# Localizing Health Disparities and Predicting Morbidity and Mortality for HIV-Related Opportunistic Infections

> **NIH NIH K08** · BETH ISRAEL DEACONESS MEDICAL CENTER · 2024 · $191,484

## Abstract

PROJECT SUMMARY
People who present with Acquire Immunodeficiency Syndrome (AIDS) are at high risk of developing an
opportunistic infection and death. Opportunistic infections (OIs) are any infection that is more frequent or more
severe because of HIV-mediated immunosuppression. Different states in the United States (US) have varying
rates of deaths among people with HIV (PWH) and AIDS due to variable health insurance coverage rates,
demographic health disparities, and access to health care. Data science public health tools to predict disease
and poor outcomes are rapidly advancing, but have not yet been sufficiently applied to improve outcomes
among PWH. In this K08 Mentored Career Development Award, Dr. Catherine Bielick, a fellow physician in
Infectious Diseases at the University of Virginia and rising data scientist, proposes to use artificial intelligence
(AI) to 1) predict the change in OI hospitalization rates by simulating Medicaid expansion (ME) in the South
and identify associated health inequities, 2) predict the change in OI-related mortality rates by simulating ME
and identify associated health inequities, and 3) create a time-series machine learning model to predict poor
clinical outcomes for individual PWH. The first two aims will be accomplished using the State Inpatient
Database (SID), which is hospitalization-level data for over 97% of hospitals in the US. The South was chosen
based on preliminary data finding an association with OI hospitalizations, mortality, and being uninsured.
Demographics, diagnosis codes with presence on admission indicators, and hospital information will all be
used to simulate the effect of Medicaid expansion in each state and predict the change in OI hospitalization
and mortality rates for PWH. The measured impact of this simulated intervention will provide important
groundwork to inform progress on state-level social determinants of health (SDOH), the need for health
insurance for all PWH, and future cost-effectiveness analyses. The last aim will use multisite longitudinal
electronic medical record (EMR) data called the ADVANCE network consisting entirely of underrepresented
patient populations from whom this subset of PWH will be the focus.

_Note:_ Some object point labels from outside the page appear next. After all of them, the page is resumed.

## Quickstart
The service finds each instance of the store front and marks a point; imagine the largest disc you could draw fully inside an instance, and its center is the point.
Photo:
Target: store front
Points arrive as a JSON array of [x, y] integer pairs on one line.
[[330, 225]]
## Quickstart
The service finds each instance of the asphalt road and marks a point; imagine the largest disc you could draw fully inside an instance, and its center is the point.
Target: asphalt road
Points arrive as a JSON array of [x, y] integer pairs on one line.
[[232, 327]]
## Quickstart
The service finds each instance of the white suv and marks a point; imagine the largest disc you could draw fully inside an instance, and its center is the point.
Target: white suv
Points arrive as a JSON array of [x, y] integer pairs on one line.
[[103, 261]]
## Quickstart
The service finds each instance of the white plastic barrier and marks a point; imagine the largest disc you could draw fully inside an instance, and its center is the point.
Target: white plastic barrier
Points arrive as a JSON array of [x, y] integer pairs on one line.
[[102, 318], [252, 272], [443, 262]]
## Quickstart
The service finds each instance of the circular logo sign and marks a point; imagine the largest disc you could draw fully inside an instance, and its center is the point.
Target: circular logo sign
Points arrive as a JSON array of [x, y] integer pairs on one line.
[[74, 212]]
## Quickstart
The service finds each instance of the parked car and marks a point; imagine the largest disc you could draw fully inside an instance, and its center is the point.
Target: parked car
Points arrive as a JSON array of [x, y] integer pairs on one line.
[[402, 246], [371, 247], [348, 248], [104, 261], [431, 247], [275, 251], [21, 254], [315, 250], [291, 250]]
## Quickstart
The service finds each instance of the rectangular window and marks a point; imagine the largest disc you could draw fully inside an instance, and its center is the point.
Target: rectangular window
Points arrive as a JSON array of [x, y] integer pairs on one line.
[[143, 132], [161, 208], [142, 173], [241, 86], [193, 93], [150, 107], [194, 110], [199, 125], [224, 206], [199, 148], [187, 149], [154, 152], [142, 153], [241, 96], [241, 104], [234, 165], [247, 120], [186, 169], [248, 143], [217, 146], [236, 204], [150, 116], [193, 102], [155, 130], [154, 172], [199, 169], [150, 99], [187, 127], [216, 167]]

A time-series deep learning model will be
used to create a risk score for individual PWH which predicts loss of viral suppression, development of an OI,
or all-cause mortality in the following 6 months. Accomplishing this goal will produce a foundational tool on
which future machine learning models can optimize model generalizability, safety, privacy, and responsible
implementation in an EMR for real-time predictions made at an intervenable time. This proposal benefits from a
strong advisory team which includes leading experts in HIV health and policy, data analytics, machine learning,
biostatistics, PWH data use, and AI health care. Drawing from the mentorship, collaboration, and support from
the Division of Infectious Disease, Public Health Sciences, the McManus ...

## Key facts

- **NIH application ID:** 11009209
- **Project number:** 1K08AI181606-01A1
- **Recipient organization:** BETH ISRAEL DEACONESS MEDICAL CENTER
- **Principal Investigator:** Catherine Bielick
- **Activity code:** K08 (R01, R21, SBIR, etc.)
- **Funding institute:** NIH
- **Fiscal year:** 2024
- **Award amount:** $191,484
- **Award type:** 1
- **Project period:** 2024-09-05 → 2029-08-31

## Primary source

NIH RePORTER: https://reporter.nih.gov/project-details/11009209

## Citation

> US National Institutes of Health, RePORTER application 11009209, Localizing Health Disparities and Predicting Morbidity and Mortality for HIV-Related Opportunistic Infections (1K08AI181606-01A1). Retrieved via AI Analytics 2026-05-26 from https://api.ai-analytics.org/grant/nih/11009209. Licensed CC0.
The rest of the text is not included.